Percebo tarde demais que imaginar me faz chorar, e me sentir quebrada me deixa sempre tão sensível.

Tenho o hábito de querer imaginar um futuro modesto e feliz, mas sempre termino imaginando que irá acabar da mesma forma, com a destruição e desgraça, e que da próxima vez não irei escapar das garras.

Ouço um barulho em outro cômodo, e imagino que seja Rhysand, e então seco os olhos torcendo para que ele não me faça perguntas. Não estou pronta para respondê-las.

Tudo parece uma grande piada cósmica, e estou sendo forçada a jogar contra esse cruel destino.

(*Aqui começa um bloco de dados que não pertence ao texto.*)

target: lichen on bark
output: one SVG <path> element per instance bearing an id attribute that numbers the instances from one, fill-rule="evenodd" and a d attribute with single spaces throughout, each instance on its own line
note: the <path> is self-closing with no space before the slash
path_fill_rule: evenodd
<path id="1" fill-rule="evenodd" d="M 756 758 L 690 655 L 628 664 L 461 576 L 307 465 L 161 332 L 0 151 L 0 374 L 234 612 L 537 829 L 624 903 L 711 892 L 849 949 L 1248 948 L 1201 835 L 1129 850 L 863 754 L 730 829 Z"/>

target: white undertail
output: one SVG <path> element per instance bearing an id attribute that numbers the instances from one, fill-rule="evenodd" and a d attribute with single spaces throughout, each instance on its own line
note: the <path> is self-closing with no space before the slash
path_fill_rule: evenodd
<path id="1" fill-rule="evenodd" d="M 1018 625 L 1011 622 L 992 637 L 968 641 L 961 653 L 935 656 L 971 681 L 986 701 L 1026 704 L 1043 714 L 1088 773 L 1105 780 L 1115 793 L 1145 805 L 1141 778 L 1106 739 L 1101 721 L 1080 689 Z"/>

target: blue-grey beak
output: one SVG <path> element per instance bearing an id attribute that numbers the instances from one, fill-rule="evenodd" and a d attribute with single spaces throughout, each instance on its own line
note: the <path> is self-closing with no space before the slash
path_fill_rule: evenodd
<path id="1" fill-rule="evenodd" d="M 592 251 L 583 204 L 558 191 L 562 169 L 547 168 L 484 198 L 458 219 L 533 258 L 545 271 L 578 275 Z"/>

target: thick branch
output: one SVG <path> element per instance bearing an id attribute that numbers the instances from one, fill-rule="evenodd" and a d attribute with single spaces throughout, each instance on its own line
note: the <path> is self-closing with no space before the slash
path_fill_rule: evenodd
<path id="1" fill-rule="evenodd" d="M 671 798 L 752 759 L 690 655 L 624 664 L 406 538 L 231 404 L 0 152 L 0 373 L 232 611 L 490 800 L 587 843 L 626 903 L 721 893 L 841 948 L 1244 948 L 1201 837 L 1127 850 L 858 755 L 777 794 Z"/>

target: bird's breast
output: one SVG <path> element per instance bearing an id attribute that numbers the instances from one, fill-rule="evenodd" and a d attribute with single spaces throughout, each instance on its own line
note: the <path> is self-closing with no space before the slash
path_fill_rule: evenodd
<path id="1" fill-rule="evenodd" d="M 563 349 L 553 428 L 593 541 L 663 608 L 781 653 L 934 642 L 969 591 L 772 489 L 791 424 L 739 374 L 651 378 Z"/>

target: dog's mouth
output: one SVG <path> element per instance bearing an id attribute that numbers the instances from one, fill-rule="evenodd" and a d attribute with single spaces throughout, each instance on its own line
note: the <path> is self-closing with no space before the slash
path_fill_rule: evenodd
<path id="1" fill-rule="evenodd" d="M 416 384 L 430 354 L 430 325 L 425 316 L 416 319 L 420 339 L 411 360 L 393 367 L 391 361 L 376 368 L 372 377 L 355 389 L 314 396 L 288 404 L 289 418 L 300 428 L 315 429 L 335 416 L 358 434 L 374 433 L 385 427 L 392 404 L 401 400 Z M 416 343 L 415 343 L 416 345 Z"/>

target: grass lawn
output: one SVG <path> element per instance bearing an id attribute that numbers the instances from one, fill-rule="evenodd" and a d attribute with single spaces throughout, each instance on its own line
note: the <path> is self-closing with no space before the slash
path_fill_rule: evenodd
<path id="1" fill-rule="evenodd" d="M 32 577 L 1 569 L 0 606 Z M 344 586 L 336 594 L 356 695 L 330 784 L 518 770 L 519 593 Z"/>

Mas tenho em mente que estou me torturando, porém, não tenho forças para superar, e percebo que velhos hábitos morrem gritando, e sinto como se eu pudesse morrer de tanto gritar que o placar está errado, esperando que alguém me ajude.

A voz no fundo da minha mente sussurra que estou me torturando, mas tornou-se um hábito. Um hábito cruel, doloroso e sangrento – e esse tipo não costuma ir embora facilmente, ele se enrosca nos cantos mais escuros da mente e, como uma erva daninha, domina tudo, controla tudo e precisa ser cortado pela raiz, não vagarosamente.

Velhos hábitos morrem gritando, mas eu apenas consigo sussurrar.